The logic is simple Mike: The Green NGOs don’t want a stick of wood cut on public lands. It is the forest’s right to chose. Only a right wing troglodyte would advocate using public land wood fiber to fire a biofuels plant.

This country is polarized. You is or you ain’t. No middle ground. No common ground. And zealots on either side saying the other is going to kill us all.

In that vein, since all public lands are best served burned, it would please me to see it all burn now, in one fell swoop, because I want to be here when it does. Just to see it burn. To hear it burn. To witness the handwringing. To hear the excuses. Put some more lampblack on the glaciers, the ice fields, where it will do some good, and heat this place up. The more heat we get, and sooner, the longer it will be before the ice age returns….or……

Maybe the land cleared of forests will now reflect sunlight and energy on cloudless days with snow cover. That will combat global warming. And with a whole lot more acres, millions in fact, tens of millions, that much more heat into space. Golly!! That could forestall global warming. Ice ages can do that, you know. We are saved!!! Landscape burning, across the continents will save us!!! Al Gore can use that blubber to keep warm!! And the rain forests can be clear cut again, to feed the remaining people in the world. How much better can it get?

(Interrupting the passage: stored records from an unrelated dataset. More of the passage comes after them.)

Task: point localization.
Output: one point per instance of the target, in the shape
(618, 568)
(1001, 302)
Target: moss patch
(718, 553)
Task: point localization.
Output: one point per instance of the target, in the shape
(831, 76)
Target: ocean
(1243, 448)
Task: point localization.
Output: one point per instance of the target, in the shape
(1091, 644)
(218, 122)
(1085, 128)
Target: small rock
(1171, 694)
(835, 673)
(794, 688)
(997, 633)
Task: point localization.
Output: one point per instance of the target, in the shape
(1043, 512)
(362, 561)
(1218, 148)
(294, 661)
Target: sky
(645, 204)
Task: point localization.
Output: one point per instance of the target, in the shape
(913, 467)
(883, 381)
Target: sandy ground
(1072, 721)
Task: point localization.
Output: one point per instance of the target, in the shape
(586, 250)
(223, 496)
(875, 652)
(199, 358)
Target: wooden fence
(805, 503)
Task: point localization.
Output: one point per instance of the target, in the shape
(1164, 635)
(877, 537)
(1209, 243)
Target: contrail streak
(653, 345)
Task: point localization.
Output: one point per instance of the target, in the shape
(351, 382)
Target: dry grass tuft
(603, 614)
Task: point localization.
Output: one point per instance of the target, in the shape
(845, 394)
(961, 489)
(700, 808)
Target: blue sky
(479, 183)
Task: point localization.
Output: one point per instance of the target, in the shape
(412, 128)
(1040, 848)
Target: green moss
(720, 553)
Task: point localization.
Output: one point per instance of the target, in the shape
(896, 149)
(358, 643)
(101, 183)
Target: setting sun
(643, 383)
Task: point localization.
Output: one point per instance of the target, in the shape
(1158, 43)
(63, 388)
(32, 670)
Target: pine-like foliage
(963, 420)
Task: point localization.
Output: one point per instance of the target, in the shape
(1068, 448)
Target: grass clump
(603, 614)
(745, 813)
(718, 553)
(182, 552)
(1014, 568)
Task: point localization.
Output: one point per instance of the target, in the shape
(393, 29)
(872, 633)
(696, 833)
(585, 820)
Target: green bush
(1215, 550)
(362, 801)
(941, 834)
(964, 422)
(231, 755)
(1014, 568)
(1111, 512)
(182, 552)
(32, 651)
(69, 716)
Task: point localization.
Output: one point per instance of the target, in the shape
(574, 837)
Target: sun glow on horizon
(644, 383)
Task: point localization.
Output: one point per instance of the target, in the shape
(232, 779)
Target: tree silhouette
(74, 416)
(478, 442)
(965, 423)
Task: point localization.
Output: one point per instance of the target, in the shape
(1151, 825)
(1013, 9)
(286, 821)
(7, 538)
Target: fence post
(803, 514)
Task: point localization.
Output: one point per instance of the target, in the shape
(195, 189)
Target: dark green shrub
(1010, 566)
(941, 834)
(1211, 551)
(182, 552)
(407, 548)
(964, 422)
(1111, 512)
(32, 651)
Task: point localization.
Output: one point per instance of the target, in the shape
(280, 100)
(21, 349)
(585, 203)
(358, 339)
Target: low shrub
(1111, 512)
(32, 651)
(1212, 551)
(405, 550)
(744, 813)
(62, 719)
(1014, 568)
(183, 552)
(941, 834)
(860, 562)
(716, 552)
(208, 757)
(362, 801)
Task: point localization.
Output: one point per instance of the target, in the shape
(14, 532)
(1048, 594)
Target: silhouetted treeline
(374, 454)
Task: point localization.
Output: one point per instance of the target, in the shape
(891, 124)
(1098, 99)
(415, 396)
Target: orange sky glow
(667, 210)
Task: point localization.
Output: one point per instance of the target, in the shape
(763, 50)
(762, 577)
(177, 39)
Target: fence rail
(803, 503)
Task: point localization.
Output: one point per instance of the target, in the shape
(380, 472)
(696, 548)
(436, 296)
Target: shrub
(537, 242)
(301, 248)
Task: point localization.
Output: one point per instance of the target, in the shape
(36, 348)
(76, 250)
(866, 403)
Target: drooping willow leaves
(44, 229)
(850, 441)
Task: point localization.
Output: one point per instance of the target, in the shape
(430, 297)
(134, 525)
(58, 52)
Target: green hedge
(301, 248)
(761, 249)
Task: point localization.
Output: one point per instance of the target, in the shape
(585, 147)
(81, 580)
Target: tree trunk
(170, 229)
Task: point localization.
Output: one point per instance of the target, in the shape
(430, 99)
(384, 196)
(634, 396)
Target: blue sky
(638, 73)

Wowzie! I can go to bed with a smile on my face knowing we are not going to fry in the global warming pan. Nite nite……

8 May 2009, 9:36am
by Larry H.


Outside of Oregon, very little of that Congressional Hoo-Ha made it out to the public. I think the eco’s saw how pathetic Gore’s response was, and to mitigate the damage to their agenda, they seem to have a gag order on anything to do with forests. They realize that their defense of the status quo can’t be supported with sound science. I wonder if they even realize just how fundamentalist and unprogressive their beliefs on forests are.
Still, the key to saving our forests is proving to the public that today’s wildfires are ALWAYS bad for our environment. Always bad for our economy and always bad for our health. Once we’ve convinced the public of that, we can proceed onward to solutions. Solutions to fit that particular piece of land and condition.

11 May 2009, 8:26pm
by bear bait


I pondered more on this subject. 60% of Oregon land CANNOT participate in this biomass alternative fuel deal, because they are Federal lands. So two thirds of the State landmass is disenfranchised by intent, in the bill from the filibuster proof Democrat Congress. A tail to pin on that donkey, as it were.

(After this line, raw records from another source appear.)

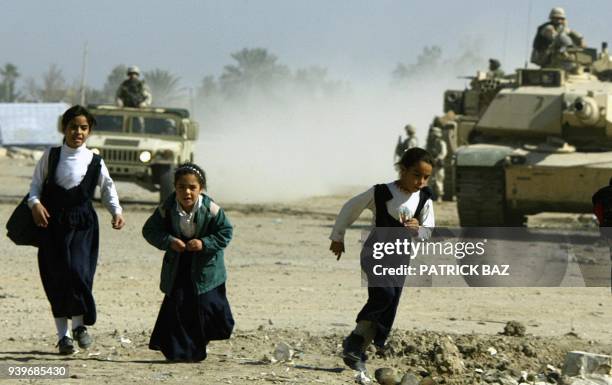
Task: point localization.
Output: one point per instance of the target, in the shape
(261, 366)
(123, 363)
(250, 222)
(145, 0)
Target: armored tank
(538, 140)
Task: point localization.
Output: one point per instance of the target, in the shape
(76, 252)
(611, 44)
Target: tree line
(253, 72)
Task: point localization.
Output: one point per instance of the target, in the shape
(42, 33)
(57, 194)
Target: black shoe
(352, 353)
(65, 345)
(81, 336)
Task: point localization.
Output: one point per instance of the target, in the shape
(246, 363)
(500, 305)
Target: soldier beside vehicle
(552, 37)
(436, 146)
(406, 144)
(133, 92)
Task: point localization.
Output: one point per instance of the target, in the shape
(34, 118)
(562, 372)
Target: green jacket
(212, 228)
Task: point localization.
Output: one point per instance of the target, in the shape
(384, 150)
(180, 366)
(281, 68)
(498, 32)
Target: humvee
(143, 145)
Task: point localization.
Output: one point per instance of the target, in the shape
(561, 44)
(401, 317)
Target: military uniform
(405, 145)
(495, 70)
(438, 151)
(408, 143)
(553, 36)
(133, 92)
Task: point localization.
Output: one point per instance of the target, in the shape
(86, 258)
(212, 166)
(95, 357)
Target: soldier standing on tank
(553, 36)
(438, 151)
(495, 70)
(406, 144)
(133, 92)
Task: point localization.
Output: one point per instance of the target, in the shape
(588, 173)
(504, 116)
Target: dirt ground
(284, 285)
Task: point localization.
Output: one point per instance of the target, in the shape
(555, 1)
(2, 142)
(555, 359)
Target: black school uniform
(382, 303)
(68, 252)
(188, 321)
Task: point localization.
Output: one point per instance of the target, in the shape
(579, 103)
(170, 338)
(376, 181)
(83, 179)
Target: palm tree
(164, 86)
(9, 75)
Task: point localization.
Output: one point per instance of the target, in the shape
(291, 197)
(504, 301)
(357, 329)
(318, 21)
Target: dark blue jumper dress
(68, 251)
(188, 321)
(382, 303)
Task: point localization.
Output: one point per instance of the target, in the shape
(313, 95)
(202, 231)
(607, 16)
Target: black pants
(380, 309)
(67, 260)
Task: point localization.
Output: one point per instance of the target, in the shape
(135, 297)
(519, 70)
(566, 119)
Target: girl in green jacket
(193, 230)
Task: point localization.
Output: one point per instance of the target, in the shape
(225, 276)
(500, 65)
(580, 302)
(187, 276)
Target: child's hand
(118, 222)
(413, 226)
(195, 245)
(40, 215)
(337, 248)
(177, 245)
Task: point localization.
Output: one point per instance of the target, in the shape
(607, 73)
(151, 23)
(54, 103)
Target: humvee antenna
(83, 73)
(527, 33)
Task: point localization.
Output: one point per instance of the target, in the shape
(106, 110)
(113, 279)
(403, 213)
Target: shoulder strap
(424, 194)
(54, 154)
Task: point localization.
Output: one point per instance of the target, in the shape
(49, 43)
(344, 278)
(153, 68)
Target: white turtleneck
(71, 170)
(399, 202)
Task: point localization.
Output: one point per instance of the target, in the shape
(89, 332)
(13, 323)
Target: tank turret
(540, 140)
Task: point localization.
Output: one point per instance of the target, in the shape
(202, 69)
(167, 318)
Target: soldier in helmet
(408, 143)
(133, 92)
(437, 149)
(495, 70)
(554, 36)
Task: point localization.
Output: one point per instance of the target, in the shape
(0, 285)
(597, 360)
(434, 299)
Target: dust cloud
(283, 144)
(294, 146)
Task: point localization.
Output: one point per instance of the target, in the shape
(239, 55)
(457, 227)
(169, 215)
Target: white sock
(77, 320)
(61, 324)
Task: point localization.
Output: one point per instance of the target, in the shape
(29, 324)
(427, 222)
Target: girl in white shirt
(403, 203)
(61, 191)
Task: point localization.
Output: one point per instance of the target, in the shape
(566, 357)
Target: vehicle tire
(481, 198)
(166, 182)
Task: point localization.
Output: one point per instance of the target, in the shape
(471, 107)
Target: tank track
(481, 198)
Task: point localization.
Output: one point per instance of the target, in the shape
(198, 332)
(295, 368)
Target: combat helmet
(557, 13)
(436, 131)
(133, 70)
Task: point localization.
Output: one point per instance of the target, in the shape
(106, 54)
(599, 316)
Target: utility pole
(83, 74)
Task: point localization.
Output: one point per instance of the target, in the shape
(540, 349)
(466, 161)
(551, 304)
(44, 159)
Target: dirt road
(284, 285)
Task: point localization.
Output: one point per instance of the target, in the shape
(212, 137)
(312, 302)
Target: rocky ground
(285, 287)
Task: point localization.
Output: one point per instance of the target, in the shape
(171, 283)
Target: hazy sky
(355, 40)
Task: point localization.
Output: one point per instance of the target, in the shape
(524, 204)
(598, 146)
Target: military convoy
(143, 145)
(538, 140)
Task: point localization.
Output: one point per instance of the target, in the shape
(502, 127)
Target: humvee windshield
(154, 126)
(109, 123)
(139, 125)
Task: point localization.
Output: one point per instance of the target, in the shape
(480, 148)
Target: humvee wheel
(481, 198)
(166, 181)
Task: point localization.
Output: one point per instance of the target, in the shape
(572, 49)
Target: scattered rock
(428, 381)
(410, 379)
(579, 363)
(514, 329)
(528, 350)
(362, 378)
(447, 356)
(283, 352)
(386, 376)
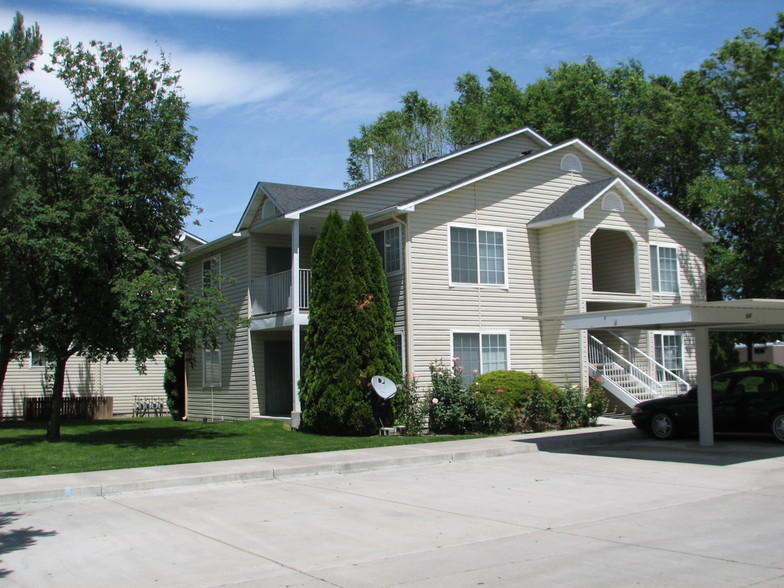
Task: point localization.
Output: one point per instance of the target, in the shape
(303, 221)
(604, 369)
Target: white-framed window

So, Oregon is overwhelmingly urban Democrat ruled. One must only win Multnomah County (read Portland) to win a statewide election. I must then assume that with 4 Democrat Congressmen, and two Democrat Senators, and Democrats in all statewide state elected offices, that his language to preclude Federal Lands is in the bill, and not being challenged by any Oregon Democrats, it must mean that it is their stated intent, and the urban majority could give a tinker’s damn if the bill is a rural job killer. If there were evidence of the urban/rural split, the tyranny of the urban majority, this legislation personifies that situation.

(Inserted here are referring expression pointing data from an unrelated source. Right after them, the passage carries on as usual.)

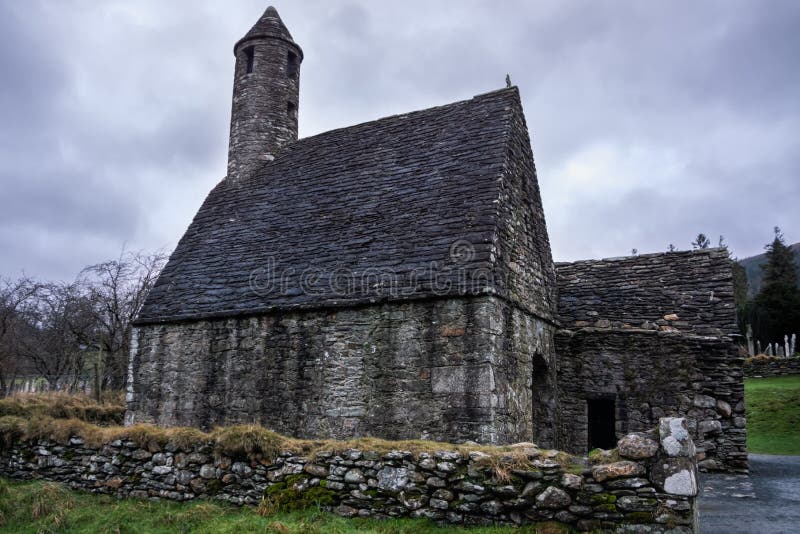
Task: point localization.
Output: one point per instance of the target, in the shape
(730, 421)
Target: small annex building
(394, 279)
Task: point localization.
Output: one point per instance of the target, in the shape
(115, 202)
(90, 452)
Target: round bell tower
(266, 88)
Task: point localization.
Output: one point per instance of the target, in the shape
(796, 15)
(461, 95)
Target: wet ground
(766, 501)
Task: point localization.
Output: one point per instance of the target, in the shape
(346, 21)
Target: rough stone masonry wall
(453, 369)
(771, 366)
(654, 374)
(653, 485)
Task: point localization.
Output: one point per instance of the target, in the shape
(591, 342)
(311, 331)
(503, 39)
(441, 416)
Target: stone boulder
(637, 447)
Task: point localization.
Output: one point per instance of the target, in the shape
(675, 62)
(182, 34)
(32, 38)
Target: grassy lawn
(773, 415)
(48, 507)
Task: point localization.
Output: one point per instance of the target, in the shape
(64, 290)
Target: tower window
(250, 55)
(291, 64)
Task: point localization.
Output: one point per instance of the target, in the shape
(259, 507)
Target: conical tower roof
(269, 25)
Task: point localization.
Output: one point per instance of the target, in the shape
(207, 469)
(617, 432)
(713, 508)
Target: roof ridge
(710, 251)
(475, 98)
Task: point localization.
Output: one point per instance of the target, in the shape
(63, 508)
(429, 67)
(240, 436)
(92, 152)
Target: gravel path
(767, 501)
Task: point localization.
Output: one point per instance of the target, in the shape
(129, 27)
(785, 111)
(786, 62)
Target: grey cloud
(114, 115)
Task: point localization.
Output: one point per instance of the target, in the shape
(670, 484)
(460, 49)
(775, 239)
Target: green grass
(33, 507)
(773, 415)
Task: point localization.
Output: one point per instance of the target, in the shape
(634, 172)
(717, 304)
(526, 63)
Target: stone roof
(269, 25)
(688, 291)
(401, 208)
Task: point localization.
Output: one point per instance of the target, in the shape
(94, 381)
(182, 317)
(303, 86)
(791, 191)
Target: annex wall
(652, 374)
(452, 369)
(650, 487)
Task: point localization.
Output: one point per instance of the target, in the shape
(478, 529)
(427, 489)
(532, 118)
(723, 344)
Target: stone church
(394, 279)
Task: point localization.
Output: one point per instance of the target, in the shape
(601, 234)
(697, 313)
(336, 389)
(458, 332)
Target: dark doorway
(602, 424)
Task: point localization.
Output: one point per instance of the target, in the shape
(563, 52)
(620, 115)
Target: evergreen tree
(776, 308)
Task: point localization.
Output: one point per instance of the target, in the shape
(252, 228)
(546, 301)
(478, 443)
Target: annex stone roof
(649, 291)
(400, 208)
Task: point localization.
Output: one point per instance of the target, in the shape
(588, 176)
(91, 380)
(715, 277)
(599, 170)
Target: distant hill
(752, 266)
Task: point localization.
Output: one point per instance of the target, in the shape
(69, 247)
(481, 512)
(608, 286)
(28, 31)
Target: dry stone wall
(650, 482)
(450, 370)
(771, 366)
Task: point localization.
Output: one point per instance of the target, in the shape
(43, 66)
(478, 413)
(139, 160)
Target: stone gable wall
(654, 374)
(525, 269)
(450, 370)
(653, 483)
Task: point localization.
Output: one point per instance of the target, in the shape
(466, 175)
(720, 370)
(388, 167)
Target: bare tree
(16, 297)
(117, 290)
(701, 242)
(51, 332)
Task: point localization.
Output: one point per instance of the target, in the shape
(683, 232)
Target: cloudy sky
(651, 120)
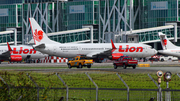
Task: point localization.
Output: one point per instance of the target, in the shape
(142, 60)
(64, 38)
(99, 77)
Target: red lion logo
(165, 42)
(38, 36)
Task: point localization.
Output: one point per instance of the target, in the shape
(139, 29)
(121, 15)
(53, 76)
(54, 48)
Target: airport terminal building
(95, 21)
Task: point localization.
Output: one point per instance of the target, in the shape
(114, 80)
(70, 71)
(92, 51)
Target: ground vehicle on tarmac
(166, 58)
(79, 62)
(125, 61)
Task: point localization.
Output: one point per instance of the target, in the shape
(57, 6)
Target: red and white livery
(18, 53)
(168, 47)
(91, 50)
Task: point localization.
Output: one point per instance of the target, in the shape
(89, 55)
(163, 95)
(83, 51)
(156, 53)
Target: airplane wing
(39, 46)
(103, 53)
(6, 55)
(100, 53)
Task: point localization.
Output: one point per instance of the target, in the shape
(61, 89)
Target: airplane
(168, 47)
(90, 50)
(18, 53)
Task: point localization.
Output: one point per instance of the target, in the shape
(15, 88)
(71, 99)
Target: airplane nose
(155, 51)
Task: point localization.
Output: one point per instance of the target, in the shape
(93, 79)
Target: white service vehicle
(168, 58)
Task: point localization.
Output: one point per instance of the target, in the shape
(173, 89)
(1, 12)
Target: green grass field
(74, 80)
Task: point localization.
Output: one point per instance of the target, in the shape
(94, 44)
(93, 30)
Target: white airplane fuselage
(25, 51)
(72, 50)
(171, 52)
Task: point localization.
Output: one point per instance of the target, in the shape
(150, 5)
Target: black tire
(124, 66)
(89, 66)
(69, 66)
(115, 66)
(162, 60)
(134, 67)
(80, 66)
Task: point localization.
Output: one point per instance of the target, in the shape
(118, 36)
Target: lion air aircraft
(90, 50)
(18, 53)
(168, 47)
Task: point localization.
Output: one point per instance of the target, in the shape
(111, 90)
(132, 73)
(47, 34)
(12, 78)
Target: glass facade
(152, 35)
(153, 14)
(10, 17)
(76, 13)
(11, 1)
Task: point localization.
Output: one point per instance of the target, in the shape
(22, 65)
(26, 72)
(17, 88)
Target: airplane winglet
(9, 48)
(113, 46)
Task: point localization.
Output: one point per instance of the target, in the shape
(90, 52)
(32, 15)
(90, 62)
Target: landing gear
(124, 66)
(115, 66)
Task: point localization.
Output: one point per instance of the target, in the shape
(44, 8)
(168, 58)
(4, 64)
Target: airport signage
(3, 12)
(163, 5)
(77, 9)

So the answer, of course, is to legislate that all mass transit must run on biomass-produced fuel. Government buildings must be heated with biomass-produced fuel. All government vehicles must run on biomass-produced fuels. Those who have absolute control over the public purse and the administration of public works and law enforcement should have to live with their green solutions. If they can’t live with their laws, foisted on the public by public employee unions, by trade unions, and by tax forgiven profit making NGOs, then they should perish. That is the option given to the private sector.

No matter what, it will most likely be a moot argument in any case, as the plan is to burn the public biomass for its own good. Burning grass seed field residue is harmful to health at less than 50,000 acres a year, but wildland and range fire is just the cat’s meow while they burn 200,000 acres or more each year. Evidently logic has left Salem, and we know is has been missing in Washington DC for years. But putting your name on a bill to prove how stupid your logic is astounds me. And there are Congressmen and women lined up to do just that.